A few weeks ago, I was pleasantly surprised to receive an e-mail from the MU Women’s Center inviting me to speak on the “You’re a Feminist?” panel that took place Nov. 4.

Feminism, as I understood it, fits well into my political philosophy. After all, I do believe that women, like all people, should be treated equally under the law and should be able to enter any professional field they so desire, regardless of gender or race, and based solely on merit.

I expected to discuss specific issues facing women today: domestic violence, wage disparity and other concerns that commonly come to mind when considering women’s equality from a broad perspective.

Through listening to the other panelists, I learned that modern-day feminism is about much more than women’s equality. As an ideology today, feminism seeks to confront and combat all of the “-isms”: racism, sexism, heterosexism and others in an effort to enact true social justice. This ambition is a noble one and something to which all liberty-loving people should aspire.

Where I differ from my fellow feminist panelists would be in my theory of "social justice." I do not believe that social justice is defined by material equality. I agree with economist F.A. Hayek in asserting that the term “social justice” is a meaningless one: nothing more than some abstract ideal that varies from person to person and group to group.

My primary problem with the term “social justice,” is the way it is used to justify increasing government involvement in virtually all aspects of life. In fact, the term “social justice” has been used to refer to such varied issues as abortion, welfare, healthcare reform, immigration reform, marriage equality and environmental protection.

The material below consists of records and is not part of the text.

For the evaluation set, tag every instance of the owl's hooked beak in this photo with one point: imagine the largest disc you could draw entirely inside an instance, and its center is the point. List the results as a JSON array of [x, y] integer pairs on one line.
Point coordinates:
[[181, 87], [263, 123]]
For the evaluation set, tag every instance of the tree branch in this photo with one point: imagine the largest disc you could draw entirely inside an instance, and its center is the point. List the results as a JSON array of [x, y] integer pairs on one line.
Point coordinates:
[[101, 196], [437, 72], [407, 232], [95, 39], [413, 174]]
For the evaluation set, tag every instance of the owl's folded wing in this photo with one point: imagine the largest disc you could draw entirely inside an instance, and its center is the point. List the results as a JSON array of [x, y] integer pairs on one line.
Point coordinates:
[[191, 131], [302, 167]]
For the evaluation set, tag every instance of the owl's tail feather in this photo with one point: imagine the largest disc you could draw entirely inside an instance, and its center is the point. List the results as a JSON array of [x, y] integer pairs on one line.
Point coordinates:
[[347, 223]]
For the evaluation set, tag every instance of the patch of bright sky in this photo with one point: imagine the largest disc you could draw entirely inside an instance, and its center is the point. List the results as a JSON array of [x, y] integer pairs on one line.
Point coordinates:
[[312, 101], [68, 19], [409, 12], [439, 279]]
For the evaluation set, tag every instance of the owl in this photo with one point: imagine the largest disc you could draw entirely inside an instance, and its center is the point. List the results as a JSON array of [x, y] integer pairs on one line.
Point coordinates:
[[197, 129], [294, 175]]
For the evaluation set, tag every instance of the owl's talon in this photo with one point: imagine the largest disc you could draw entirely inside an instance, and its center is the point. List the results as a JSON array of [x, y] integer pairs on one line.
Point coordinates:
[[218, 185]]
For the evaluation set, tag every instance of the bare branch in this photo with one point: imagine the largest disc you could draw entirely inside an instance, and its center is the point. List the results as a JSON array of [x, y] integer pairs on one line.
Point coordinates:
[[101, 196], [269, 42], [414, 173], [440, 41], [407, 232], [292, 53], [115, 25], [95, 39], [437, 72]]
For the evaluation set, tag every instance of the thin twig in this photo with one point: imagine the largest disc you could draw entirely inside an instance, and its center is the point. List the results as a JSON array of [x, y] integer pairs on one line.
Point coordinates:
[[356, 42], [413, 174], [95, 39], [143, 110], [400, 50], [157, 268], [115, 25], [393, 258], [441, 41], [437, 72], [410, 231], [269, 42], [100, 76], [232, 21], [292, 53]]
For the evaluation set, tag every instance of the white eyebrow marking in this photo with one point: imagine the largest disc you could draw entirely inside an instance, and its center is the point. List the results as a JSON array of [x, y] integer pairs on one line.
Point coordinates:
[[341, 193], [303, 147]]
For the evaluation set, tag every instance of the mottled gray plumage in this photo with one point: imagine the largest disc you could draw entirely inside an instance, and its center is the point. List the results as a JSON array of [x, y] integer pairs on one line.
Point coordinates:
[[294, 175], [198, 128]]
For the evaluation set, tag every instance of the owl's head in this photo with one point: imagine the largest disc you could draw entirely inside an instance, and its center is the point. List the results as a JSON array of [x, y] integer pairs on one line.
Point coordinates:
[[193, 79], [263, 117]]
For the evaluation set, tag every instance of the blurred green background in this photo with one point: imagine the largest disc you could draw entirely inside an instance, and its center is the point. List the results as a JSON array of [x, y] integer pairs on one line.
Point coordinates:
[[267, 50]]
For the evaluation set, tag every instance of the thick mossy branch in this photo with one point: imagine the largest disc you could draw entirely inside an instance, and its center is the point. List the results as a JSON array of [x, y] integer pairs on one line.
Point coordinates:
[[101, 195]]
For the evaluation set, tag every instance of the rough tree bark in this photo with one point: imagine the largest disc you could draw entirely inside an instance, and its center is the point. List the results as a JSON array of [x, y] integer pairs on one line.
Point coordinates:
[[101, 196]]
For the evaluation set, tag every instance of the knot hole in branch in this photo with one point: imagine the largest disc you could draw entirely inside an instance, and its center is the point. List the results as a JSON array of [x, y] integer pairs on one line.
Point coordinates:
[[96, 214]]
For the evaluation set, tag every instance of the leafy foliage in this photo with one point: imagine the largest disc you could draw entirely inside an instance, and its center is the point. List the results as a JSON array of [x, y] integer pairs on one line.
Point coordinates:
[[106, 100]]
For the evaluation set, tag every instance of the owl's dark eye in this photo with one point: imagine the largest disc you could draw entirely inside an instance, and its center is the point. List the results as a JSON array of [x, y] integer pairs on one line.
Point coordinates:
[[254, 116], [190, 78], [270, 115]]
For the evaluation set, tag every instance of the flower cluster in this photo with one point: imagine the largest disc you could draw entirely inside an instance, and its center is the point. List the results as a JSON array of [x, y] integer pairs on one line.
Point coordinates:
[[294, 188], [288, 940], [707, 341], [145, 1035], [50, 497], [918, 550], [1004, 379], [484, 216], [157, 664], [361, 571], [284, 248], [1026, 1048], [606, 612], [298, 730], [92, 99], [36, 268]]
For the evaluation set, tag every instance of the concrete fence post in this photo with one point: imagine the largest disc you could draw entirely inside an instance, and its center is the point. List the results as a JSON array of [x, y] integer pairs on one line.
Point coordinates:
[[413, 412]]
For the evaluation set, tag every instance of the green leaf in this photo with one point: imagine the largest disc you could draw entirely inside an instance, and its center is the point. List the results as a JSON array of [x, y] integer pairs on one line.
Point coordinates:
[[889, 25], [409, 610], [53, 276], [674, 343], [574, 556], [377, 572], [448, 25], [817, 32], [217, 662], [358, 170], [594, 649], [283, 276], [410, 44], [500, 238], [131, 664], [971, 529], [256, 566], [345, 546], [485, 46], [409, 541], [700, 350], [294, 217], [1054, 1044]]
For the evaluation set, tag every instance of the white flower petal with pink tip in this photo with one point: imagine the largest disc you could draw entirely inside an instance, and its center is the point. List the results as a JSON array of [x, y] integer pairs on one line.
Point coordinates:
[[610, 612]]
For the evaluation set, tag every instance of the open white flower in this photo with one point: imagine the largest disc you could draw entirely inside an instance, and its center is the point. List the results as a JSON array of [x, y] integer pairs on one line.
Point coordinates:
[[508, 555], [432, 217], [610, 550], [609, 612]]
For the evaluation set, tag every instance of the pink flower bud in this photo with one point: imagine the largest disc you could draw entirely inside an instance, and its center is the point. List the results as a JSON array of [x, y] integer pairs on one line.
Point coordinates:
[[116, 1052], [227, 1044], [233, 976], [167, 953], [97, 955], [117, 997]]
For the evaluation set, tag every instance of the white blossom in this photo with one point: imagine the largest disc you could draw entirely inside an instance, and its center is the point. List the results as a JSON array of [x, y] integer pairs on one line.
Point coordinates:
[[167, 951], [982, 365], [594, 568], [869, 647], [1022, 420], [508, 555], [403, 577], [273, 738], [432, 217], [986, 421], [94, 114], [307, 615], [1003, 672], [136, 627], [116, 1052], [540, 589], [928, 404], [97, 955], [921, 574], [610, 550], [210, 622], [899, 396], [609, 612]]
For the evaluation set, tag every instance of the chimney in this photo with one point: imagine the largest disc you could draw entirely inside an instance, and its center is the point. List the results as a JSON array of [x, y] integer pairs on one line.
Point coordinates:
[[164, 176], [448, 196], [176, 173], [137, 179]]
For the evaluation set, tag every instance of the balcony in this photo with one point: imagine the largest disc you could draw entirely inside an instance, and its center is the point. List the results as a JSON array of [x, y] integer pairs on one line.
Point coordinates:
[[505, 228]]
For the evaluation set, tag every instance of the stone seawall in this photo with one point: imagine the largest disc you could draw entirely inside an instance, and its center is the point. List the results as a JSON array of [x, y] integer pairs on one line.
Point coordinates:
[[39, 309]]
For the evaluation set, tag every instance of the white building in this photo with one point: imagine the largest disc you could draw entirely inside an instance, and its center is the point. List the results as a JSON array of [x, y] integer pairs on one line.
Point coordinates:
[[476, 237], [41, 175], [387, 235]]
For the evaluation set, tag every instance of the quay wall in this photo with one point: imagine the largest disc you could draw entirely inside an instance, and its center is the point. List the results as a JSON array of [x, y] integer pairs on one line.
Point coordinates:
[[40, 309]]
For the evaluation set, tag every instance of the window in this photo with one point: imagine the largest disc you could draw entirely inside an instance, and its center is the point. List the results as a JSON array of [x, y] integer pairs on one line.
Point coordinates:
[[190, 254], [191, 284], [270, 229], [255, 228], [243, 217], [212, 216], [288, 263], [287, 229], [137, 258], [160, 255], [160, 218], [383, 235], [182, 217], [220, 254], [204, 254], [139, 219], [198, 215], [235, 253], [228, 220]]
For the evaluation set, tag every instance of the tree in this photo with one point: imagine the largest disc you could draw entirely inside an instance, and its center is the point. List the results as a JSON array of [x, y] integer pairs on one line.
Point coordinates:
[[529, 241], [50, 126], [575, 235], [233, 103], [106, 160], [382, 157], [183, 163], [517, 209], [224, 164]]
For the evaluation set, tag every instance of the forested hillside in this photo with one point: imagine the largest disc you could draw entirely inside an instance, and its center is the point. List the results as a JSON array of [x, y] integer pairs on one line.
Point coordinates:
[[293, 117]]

What does social justice even mean? It is nothing more than a political buzz phrase used to increase governmental authority.

If social justice means I get to live with the same material advantages as everyone else, whether I work for it or not, then I must be opposed to it. It is unjust to take the product of one person’s labor to redistribute it as some bureaucrat sees fit. Rich white men are people too, and have the same property rights as everyone else. I have no problem with wealth or wealthy people, and I do not believe that those who achieve wealth do so at the expense of everyone else in society. Prosperity and freedom are good things.

So where does a woman like me, who believes in free markets and free minds, fit on the feminism spectrum? Yes, I detest the way that the advertising industry so often objectifies women. I know women have the brains and ability to be anything they so desire: a U.S. senator, a scientist, a bank CEO, a tennis player or even a wife and a mother.

Women should be treated equally under the law with all equal property and individual rights and should be allowed to make their own choices on how to lead their lives. I favor liberty for all people, whether they are male, female, black, white, straight, gay, rich or poor.

I believe in feminism — the radical notion that women are people. I also believe in libertarianism: the radical notion that you don’t own other people. They are compatible, and I take them both together.